Examination of human tissues suggests that the properties of liver stem cells of laboratory animals and humans are generally similar. Putative liver stem cells appear to be involved in the repair of the human liver affected by several types of chronic damage and in the pathogenesis of hepatocellular neoplasms as well. Progress in isolating putative human liver stem cells is being made, in analogy to stem sells of laboratory animals. Strain et al and Roskams present studies on the identification of cells in diseased human livers that express properties of liver stem cells. Strain et al evaluate some of the phenotypic properties of these types of cells when isolated and examined ex vivo, and Roskams provides evidence associating such cells with a variety of reparative and neoplastic processes in human liver.

Laboratory studies suggest the possibility that liver stem cells may ultimately have therapeutic use in the treatment of some hepatic functional deficiencies in humans, but this event is a long way off.
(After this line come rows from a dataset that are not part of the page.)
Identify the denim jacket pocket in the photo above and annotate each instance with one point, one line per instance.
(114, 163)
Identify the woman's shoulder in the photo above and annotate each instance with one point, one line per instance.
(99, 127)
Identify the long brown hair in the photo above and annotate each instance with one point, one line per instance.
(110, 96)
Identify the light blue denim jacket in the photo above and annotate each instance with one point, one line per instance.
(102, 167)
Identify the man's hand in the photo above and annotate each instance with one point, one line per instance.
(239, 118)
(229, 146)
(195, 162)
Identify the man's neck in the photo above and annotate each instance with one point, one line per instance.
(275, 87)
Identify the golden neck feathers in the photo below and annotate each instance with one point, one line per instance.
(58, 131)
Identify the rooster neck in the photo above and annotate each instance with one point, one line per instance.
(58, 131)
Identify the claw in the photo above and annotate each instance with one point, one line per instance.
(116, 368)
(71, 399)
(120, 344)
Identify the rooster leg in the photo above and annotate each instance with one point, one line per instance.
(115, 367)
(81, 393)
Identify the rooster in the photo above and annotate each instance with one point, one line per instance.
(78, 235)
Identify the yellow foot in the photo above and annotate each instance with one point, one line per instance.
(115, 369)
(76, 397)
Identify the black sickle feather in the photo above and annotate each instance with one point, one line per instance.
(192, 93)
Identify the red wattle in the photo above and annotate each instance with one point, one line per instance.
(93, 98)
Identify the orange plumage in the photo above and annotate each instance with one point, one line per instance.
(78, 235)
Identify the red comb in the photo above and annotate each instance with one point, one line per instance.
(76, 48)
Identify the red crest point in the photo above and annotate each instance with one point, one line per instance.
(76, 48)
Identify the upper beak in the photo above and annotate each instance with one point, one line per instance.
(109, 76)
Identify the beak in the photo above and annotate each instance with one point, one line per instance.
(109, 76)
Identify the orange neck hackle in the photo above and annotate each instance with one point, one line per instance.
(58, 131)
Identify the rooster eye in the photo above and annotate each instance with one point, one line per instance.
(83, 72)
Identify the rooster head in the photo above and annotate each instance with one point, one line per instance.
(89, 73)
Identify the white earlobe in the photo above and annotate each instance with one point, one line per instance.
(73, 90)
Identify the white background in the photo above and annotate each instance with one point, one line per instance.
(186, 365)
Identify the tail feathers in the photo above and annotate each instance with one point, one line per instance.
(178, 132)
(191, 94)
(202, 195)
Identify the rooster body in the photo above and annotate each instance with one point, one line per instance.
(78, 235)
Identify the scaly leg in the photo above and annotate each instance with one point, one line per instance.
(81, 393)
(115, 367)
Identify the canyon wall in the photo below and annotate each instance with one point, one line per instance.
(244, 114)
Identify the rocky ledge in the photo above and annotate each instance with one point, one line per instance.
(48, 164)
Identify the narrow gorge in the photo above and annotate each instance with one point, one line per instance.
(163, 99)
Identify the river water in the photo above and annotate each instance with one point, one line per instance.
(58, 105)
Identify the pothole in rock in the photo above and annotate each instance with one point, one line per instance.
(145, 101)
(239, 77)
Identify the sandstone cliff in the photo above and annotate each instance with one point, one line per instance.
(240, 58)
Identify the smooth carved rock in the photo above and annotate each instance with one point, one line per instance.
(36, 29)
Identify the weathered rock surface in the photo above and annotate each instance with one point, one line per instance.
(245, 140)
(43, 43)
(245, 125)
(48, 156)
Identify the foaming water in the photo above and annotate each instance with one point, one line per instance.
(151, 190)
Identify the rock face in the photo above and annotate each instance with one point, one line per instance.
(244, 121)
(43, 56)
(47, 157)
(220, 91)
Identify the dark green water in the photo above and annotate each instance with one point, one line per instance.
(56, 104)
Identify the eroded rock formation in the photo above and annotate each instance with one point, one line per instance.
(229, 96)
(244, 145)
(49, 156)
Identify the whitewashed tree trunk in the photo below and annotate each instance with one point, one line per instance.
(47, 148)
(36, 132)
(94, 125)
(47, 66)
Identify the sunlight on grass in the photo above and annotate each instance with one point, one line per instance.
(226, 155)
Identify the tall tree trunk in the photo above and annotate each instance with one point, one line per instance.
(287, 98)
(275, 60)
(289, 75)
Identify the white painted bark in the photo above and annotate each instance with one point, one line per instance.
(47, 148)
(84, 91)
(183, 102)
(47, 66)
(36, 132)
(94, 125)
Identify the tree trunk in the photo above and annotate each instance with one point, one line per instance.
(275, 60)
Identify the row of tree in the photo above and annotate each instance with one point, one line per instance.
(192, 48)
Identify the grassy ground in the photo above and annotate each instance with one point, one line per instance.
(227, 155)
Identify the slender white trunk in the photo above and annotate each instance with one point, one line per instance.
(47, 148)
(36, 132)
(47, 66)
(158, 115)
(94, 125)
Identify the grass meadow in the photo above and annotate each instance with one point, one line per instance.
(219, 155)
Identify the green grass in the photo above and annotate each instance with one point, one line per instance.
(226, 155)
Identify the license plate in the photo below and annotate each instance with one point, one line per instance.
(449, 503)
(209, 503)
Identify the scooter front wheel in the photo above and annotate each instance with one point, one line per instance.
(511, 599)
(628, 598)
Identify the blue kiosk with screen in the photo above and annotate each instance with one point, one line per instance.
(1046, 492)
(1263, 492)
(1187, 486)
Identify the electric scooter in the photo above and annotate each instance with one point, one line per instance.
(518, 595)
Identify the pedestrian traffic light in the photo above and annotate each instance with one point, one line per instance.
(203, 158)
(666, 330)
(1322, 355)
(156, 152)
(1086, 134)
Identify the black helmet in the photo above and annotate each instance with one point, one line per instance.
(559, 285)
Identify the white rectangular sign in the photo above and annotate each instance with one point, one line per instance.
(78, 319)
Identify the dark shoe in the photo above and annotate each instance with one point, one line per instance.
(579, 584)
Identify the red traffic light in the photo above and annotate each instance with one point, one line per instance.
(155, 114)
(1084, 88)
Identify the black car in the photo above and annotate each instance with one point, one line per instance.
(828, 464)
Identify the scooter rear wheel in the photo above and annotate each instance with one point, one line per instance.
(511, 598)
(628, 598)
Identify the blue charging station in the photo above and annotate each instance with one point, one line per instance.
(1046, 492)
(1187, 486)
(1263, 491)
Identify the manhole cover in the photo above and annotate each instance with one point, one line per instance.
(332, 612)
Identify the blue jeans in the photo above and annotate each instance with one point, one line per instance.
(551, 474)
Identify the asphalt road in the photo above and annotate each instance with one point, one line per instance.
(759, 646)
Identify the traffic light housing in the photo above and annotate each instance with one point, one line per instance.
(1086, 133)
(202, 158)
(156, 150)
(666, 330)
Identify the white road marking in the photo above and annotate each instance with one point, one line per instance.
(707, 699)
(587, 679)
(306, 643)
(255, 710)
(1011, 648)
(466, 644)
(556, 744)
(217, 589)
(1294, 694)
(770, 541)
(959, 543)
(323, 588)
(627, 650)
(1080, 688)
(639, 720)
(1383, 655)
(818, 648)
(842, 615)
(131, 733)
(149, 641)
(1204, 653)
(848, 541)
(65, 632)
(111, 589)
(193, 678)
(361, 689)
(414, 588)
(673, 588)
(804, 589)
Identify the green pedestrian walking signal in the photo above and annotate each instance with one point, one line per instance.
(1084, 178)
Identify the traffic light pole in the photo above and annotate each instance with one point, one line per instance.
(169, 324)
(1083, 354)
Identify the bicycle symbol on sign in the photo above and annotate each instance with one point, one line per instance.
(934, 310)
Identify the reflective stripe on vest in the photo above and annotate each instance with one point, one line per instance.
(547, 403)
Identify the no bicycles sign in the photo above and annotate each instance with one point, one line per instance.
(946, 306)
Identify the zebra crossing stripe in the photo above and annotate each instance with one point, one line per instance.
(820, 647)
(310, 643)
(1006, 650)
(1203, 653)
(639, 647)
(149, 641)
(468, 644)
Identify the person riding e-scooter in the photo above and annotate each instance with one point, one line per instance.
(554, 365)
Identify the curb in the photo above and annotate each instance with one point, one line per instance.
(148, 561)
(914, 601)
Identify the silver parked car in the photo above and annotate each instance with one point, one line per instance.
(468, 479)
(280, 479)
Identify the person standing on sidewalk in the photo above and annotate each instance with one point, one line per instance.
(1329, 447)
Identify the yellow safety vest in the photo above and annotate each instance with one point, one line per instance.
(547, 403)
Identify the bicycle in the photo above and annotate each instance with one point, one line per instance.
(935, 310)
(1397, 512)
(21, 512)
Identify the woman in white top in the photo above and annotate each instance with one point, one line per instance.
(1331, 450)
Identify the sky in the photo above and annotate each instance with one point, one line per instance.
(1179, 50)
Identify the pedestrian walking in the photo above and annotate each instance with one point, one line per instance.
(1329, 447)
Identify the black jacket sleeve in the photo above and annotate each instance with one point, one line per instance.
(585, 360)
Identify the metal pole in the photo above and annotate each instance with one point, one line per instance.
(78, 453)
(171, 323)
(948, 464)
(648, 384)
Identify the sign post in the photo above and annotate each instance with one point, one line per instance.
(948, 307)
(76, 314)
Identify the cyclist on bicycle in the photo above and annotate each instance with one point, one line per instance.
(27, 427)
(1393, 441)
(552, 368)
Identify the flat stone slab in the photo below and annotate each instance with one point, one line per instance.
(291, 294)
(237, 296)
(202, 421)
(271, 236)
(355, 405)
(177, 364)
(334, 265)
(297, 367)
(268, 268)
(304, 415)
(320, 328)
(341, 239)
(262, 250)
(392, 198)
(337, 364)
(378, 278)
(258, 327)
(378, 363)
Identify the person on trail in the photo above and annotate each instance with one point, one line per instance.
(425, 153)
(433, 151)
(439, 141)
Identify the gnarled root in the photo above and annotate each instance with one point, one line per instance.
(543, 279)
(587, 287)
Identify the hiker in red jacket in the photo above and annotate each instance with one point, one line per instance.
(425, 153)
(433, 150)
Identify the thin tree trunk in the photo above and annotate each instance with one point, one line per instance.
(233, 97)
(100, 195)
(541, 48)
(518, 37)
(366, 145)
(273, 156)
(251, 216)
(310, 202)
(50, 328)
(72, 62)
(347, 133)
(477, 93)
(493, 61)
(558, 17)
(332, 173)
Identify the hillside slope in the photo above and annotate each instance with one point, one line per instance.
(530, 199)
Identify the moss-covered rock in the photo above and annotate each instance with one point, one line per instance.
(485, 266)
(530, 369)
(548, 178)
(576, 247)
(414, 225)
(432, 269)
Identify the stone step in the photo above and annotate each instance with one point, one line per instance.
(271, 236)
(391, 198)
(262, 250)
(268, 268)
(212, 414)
It is sobering to recall the lag between demonstrating the rescue of lethally irradiated mice with bone marrow transplants and the widespread use of bone marrow stem cell transplants in humans. Nevertheless, we believe that the reader will perceive that significant progress toward the achievement of this goal- the use of liver stem cells to correct hepatic cellular and metabolic deficiencies-has been made. After perusing this issue, the reader should perceive the fundamental similarities of putative liver stem cells in humans and experimental animals. Liver stem cells are likely to play important roles in the pathogenesis of various human liver diseases and, ultimately, in the therapy of some of them.